Recommended Workflow
- Validate the request against the skill boundary and confirm all required inputs are present.
- Select the documented execution path and prefer the simplest supported command or procedure.
- Produce the expected output using the documented file format, schema, or narrative structure.
- Run a final validation pass for completeness, consistency, and safety before returning the result.
Deterministic Output Rules
- Use the same section order for every supported request of this skill.
- Keep output field names stable and do not rename documented keys across examples.
- If a value is unavailable, emit an explicit placeholder instead of omitting the field.
Output Contract
- Return a structured deliverable that is directly usable without reformatting.
- If a file is produced, prefer a deterministic output name such as
mindmap_result.mdunless the skill documentation defines a better convention. - Include a short validation summary describing what was checked, what assumptions were made, and any remaining limitations.
Validation and Safety Rules
- Validate required inputs before execution and stop early when mandatory fields or files are missing.
- Do not fabricate measurements, references, findings, or conclusions that are not supported by the provided source material.

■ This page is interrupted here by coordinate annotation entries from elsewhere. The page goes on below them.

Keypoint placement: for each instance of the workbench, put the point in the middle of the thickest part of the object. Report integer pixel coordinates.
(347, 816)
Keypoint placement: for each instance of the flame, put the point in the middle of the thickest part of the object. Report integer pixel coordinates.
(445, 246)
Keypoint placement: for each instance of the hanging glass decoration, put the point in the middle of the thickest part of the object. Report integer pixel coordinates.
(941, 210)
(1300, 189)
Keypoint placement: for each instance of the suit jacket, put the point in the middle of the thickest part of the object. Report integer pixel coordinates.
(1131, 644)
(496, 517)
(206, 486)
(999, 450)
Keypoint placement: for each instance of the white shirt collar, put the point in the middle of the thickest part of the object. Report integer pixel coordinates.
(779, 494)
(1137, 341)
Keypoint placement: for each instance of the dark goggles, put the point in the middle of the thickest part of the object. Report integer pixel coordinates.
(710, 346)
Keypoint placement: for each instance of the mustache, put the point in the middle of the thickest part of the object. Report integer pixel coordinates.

- Emit a clear warning when credentials, privacy constraints, safety boundaries, or unsupported requests affect the result.
- Keep the output safe, reproducible, and within the documented scope at all times.
Failure Handling
- If validation fails, explain the exact missing field, file, or parameter and show the minimum fix required.
- If an external dependency or script fails, surface the command path, likely cause, and the next recovery step.
- If partial output is returned, label it clearly and identify which checks could not be completed.
Completion Checklist
- Confirm all required inputs were present and valid.
- Confirm the supported execution path completed without unresolved errors.
- Confirm the final deliverable matches the documented format exactly.
- Confirm assumptions, limitations, and warnings are surfaced explicitly.
Quick Validation
Run this minimal verification path before full execution when possible:
No local script validation step is required for this skill.
Expected output format:
Result file: mindmap_result.md
Validation summary: PASS/FAIL with brief notes
Assumptions: explicit list if any
Scope Reminder
- Core purpose: Generate mindmaps locally/offline with native HTML/CSS/JS (no external libraries); use when you need to parse Plain Text node structures or map LLM outputs into an on-device visualization.